A very common mistake on the part of anxious mothers is to cut up a child’s food too small. As soon as a child’s digestive organs have so far developed as to be capable of digesting solid food at all, as shown by its having come into the possession of a full set of first teeth, it is very important that nothing should be swallowed without thorough mastication; and the mincing of the food not only renders it possible for the food to be swallowed without chewing, but actually makes it difficult for the child to do otherwise, as anyone may convince himself by trying to masticate any minced dish.
Now mincing is in no sense a substitute for chewing, and as it is disagreeable to swallow a large piece of food without proper mastication, it is better to err on the side of cutting too large than too small. Moreover, the cutting up of the food too finely actually trains the child to bolt its meals, and this causes it to acquire a most harmful habit, of which it will be very difficult for him to break himself in after life.

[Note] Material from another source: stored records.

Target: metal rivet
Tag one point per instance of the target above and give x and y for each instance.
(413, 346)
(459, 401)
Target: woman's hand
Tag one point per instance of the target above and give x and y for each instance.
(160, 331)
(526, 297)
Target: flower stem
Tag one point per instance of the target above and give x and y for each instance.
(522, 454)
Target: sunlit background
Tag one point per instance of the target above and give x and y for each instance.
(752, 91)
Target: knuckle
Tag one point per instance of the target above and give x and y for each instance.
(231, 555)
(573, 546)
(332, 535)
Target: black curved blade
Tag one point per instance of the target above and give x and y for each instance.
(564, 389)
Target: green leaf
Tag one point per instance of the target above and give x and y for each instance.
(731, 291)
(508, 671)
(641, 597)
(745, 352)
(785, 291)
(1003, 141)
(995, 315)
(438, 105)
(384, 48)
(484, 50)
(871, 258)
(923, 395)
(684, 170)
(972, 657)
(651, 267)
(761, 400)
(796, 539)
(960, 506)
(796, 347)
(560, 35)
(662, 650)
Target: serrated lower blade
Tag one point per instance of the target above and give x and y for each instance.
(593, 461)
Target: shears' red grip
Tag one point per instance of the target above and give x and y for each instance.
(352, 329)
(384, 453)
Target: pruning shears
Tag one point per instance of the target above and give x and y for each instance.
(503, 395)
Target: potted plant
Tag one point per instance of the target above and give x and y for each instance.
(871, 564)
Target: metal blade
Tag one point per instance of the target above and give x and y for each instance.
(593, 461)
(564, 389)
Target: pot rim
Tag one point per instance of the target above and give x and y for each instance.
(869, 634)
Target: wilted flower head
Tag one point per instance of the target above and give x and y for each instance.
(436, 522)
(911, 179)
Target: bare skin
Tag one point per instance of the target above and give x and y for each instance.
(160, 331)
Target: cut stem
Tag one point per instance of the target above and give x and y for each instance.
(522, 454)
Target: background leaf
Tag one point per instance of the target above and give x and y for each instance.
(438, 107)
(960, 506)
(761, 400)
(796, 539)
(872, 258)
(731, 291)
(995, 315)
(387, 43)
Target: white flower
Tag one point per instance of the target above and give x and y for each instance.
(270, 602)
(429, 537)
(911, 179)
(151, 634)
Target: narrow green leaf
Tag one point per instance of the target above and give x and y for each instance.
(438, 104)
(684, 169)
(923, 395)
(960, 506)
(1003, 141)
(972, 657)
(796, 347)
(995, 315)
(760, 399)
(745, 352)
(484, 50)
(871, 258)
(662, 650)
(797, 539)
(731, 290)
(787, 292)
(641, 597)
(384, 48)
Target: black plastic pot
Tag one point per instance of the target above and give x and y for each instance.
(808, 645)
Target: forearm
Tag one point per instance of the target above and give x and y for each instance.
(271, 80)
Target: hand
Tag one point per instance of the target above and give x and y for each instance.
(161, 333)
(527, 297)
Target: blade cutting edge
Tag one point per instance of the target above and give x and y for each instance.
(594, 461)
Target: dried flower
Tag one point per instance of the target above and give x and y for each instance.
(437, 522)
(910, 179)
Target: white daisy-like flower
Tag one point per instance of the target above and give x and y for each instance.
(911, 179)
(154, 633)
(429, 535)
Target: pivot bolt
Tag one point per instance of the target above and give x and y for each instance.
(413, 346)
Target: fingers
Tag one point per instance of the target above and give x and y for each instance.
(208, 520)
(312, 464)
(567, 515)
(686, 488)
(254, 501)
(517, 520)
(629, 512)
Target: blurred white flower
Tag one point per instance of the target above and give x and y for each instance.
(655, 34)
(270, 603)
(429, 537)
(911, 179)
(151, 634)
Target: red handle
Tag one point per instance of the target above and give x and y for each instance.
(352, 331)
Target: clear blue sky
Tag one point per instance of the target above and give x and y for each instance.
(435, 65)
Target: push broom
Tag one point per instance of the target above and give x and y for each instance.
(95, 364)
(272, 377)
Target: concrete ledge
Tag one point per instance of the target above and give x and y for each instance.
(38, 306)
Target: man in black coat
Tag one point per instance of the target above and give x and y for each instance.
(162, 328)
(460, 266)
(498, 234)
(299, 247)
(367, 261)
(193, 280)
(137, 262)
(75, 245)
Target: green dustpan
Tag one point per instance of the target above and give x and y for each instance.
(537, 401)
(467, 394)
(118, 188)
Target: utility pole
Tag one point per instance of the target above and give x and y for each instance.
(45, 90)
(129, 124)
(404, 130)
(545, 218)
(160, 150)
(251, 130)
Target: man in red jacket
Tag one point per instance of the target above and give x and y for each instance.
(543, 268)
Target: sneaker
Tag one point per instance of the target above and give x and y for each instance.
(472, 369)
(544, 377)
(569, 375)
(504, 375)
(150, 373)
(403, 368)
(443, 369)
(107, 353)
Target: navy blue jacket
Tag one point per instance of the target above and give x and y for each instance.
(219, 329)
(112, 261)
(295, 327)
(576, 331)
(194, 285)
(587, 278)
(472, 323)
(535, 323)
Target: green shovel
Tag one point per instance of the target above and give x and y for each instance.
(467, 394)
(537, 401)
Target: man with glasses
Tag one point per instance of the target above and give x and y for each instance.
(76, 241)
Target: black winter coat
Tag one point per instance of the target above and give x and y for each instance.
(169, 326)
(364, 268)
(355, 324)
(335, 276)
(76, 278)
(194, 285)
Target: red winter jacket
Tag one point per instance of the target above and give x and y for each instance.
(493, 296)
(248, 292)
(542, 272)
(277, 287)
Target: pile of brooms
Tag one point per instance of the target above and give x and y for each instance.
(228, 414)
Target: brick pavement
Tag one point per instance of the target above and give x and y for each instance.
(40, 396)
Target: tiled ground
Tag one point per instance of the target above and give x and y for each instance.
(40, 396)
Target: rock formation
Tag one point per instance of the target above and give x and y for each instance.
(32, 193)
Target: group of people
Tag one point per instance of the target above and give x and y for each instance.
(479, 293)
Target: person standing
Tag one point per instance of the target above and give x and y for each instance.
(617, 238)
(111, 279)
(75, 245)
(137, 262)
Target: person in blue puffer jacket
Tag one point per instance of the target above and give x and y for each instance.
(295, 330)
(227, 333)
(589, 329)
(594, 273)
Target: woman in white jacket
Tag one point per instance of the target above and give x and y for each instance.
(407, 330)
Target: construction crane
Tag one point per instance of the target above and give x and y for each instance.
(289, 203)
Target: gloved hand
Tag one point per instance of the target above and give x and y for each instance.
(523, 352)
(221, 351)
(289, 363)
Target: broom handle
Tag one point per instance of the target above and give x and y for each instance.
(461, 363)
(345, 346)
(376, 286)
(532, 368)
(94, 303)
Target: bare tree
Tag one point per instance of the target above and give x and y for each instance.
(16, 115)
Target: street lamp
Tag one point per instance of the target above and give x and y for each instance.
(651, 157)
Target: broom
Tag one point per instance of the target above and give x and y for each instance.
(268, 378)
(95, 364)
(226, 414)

On the other hand, many children take up the almost equally injurious habit of churning their food about in the mouth for an unreasonable time. This habit is a very common one with Anglo-Indian children and should always be checked, as the prolonged mumbling of each mouthful stimulates an undue flow of saliva, and produces dyspepsia by flooding the stomach with it. It is really, I believe, due to want of appetite, and is generally caused by the monotonous and insipid diet to which children are often confined, while they watch their parents consuming appetising dishes which they are not allowed to touch. Surely it is hard to expect the child to swallow a stodgy mass of boiled flour and milk, with the savour of crisply fried bacon under its nose; and why should a child whom Nature has already provided with a full set of teeth be less able to digest a simple wholesome article of food, such as this, than an adult? No one would suggest the giving of large quantities of such delicacies, of which, indeed, adults very commonly consume a good deal more than is good for them; but some bread and butter with a few scraps of bacon and some bread crisply fried in the fat, eaten with a relish that stimulates the proper flow of the digestive secretions, is surely more likely to be properly assimilated than some insipid mess, eaten under compulsion, with difficulty and loathing.